Ill. : Jean-Louis Costes. Texte : Antonin Artaud par Camille Dumoulié, éditions du Seuil, collection Les Contemporains
Tout se précipite. Convaincu d’être prédestiné, il cherche dans l’astrologie et la voyance les preuves de son élection. Les signes convergent : ses pressentiments vont se réaliser, son destin s’accomplir.
Au début de l’année 1937, il trouve chez René Thomas une canne couverte de nœuds et hérissée de pointes dont il s’empare, affirmant qu’il s’agit de la canne de saint Patrick, laquelle, selon une certaine prophétie, serait ramenée en Irlande à la fin des temps. Quelques semaines avant de s’embarquer pour Dublin, au début du mois d’août, presque réduit à un état de clochardisation, il déambule dans Paris en brandissant sa canne et fulmine contre tous ceux qui voudraient la toucher comme ils toucheraient son sexe.

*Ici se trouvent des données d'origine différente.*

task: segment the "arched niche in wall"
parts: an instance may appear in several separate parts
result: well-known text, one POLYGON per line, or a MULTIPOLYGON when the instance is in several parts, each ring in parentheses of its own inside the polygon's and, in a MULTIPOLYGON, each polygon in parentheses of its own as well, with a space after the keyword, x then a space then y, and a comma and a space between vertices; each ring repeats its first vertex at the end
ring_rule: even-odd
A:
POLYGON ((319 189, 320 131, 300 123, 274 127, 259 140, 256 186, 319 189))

Pour se préparer à sa mission, il tente à plusieurs reprises des cures de désintoxication, demande pourtant à ses amis de lui procurer de l’opium, mais leur affirme dans les mêmes lettres que seule l’abstinence le met dans l’état de réceptivité le meilleur pour répondre aux sollicitations de l’au-delà. Pendant cette période troublée, il envisage de se marier avec une jeune fille, Cécile Schramme dont il rencontre les parents à Bruxelles.
Dans cette même ville, il réalise une conférence qui laisse l’assistance stupéfaite, il y parle de la masturbation chez les Jésuites. Le projet de mariage a précipité le délire. Un effroi devant la « brutalité sexuelle » et la « bestialité monstrueuse » de la femme le saisit. Il accuse sa fiancée de « prostituer l’ange qu’elle pourrait être » et de livrer son corps à la concupiscence de tous les hommes.
Non seulement le mariage n’aura pas lieu, mais Artaud
écrit d’Irlande à ses amis de nier auprès de tous qu’il ait jamais eu le projet
de se marier, ce qui mettrait sa nouvelle mission en péril. Devant la haine de
l’autre sexe, contre l’horreur d’un féminin castrateur, il dresse sa canne
sacrée, qui imposera le pouvoir de l’homme sur la femme.